To solve this fractions problem, we must find the ratio of the number of total boxes packed by the first-shift to the total number of boxes packed by both shifts together. From the information given, we know that there were 2/3 as many first-shift workers as second-shift workers and, inverting the second fraction, we know that each first-shift worker packed 3/4 as many boxes as each individual second-shift worker. From here, multiplying the ratio of workers by the ratio of work per individual gives the fraction of total first-shift boxes relative to the second shift. This is done as (2/3) × (3/4) = 6/12 = 1/2. Thus, the first shift packs half as many boxes as the second shift. We can compute the first-shift boxes relative to the total by: (first-shift fraction) / (first-shift fraction + second-shift fraction) = 1 / (1+2) = 1/3. Thus the first shift does 1/3 of the total work. We must look for two numbers in the table that are related by a factor of 3. The only two numbers are 12 and 36, meaning that the first shift packed 12 boxes, and the total number of boxes packed by both shifts was 3 × 12 = 36. Alternatively, one could use numbers to establish the relationship between the number of total boxes packed by the first shift and the number of total boxes packed by the two shifts together. We use our fractional ratios to choose smart numbers and assign 2 workers to the first shift, 3 workers to the second shift, 3 boxes per individual on the first shift, and 4 boxes per individual on the second shift. This gives: Total First-shift Boxes = (2 workers) × (3 boxes per worker) = 6 boxes Total Second-shift Boxes = (3 workers) × (4 boxes per worker) = 12 boxes Total Boxes Overall = 12 boxes + 6 boxes = 18 boxes. Again, from this we can derive that the ratio of first-shift boxes to the total boxes packed is 6/18 = 1/3. Column 1: The correct answer is C. Column 2: The correct answer is E.

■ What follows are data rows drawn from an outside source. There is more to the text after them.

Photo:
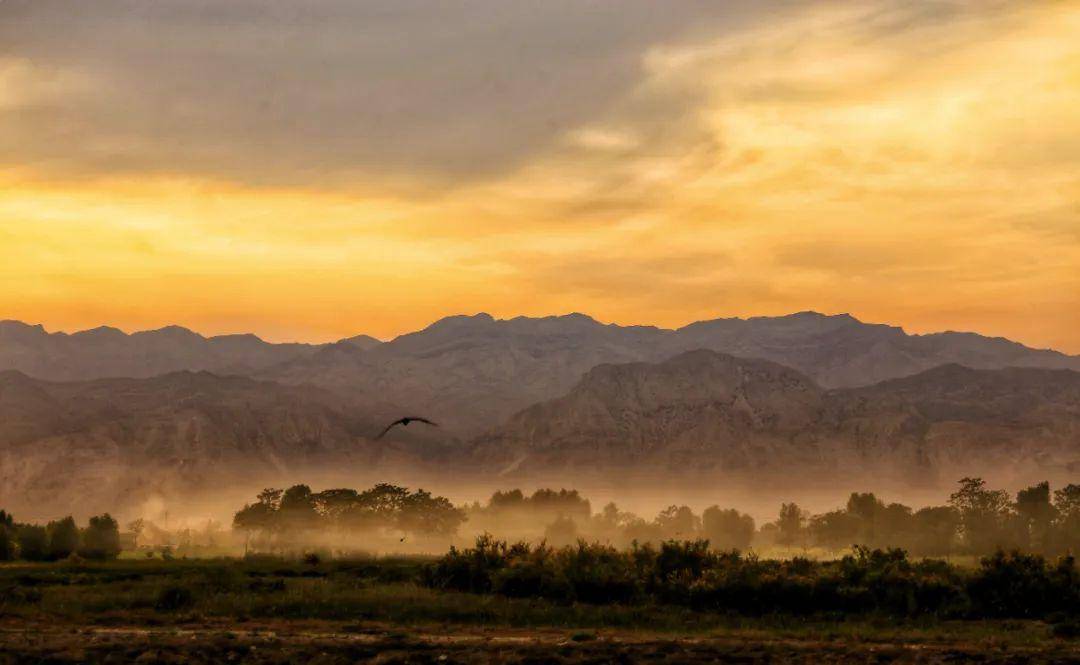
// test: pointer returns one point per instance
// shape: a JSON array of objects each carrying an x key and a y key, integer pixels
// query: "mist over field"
[{"x": 565, "y": 330}]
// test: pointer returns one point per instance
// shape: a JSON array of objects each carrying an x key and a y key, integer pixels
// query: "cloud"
[
  {"x": 328, "y": 92},
  {"x": 369, "y": 166}
]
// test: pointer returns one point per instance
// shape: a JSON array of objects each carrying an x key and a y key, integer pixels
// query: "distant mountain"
[
  {"x": 474, "y": 371},
  {"x": 112, "y": 442},
  {"x": 706, "y": 412},
  {"x": 108, "y": 352}
]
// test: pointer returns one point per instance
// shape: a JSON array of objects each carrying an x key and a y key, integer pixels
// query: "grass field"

The conclusion of the argument is that the Dante 5000 is more reliable than the company's other stone-cutting machines and the premise is that there have been fewer customer complaints about the Dante 5000 than about the company's other industrial stone-cutting machines over the last six months. This argument assumes a number of things! Do breakdowns in unreliable machines typically occur within the first six months? Have enough Dante 5000's been sold to make a reasonable comparison with the other stone-cutting machines? Option A: The Dante 5000 is the most expensive stone-cutting machine produced by the company. The argument is not about cost. This is out of scope. Option B: There are other stone-cutting machines that are considered more reliable than the Dante 5000. The argument is only about this company's stone-cutting machines. Other machines may be from other companies, so this is out of scope. Option C: The Dante 5000 performed very well in initial testing. The argument is reliability measured in terms of breakdowns, not about performance. This is out of scope. Option D: Stone-cutting machines usually break down very quickly under industrial use if they are not reliable. - Strengthens This option directly strengthens the conclusion that the Dante 5000 is more reliable than the company's other machines because it makes it more likely that six months would be enough time to see breakdowns if the machine were unreliable. Note that this statement does not plug all of the holes in the argument! It just makes this weak argument slightly stronger. Option E: Very few customers have purchased a Dante 5000. - Weakens This option directly weakens the conclusion by providing a good alternative interpretation of the low number of customer complaints. If very few customers have bought the machine, then a small number of complaints could actually represent a high rate (percent) of complaints. This choice points up the classic difference between absolute numbers and percents. Option F: The Dante 5000 employs a new technology that is more precise than that used by our previous stone-cutting machines. The argument is concerned with reliability measured in terms of breakdowns, not about precision. This choice is out of scope. Column 1: The correct answer is D. Column 2: The correct answer is E.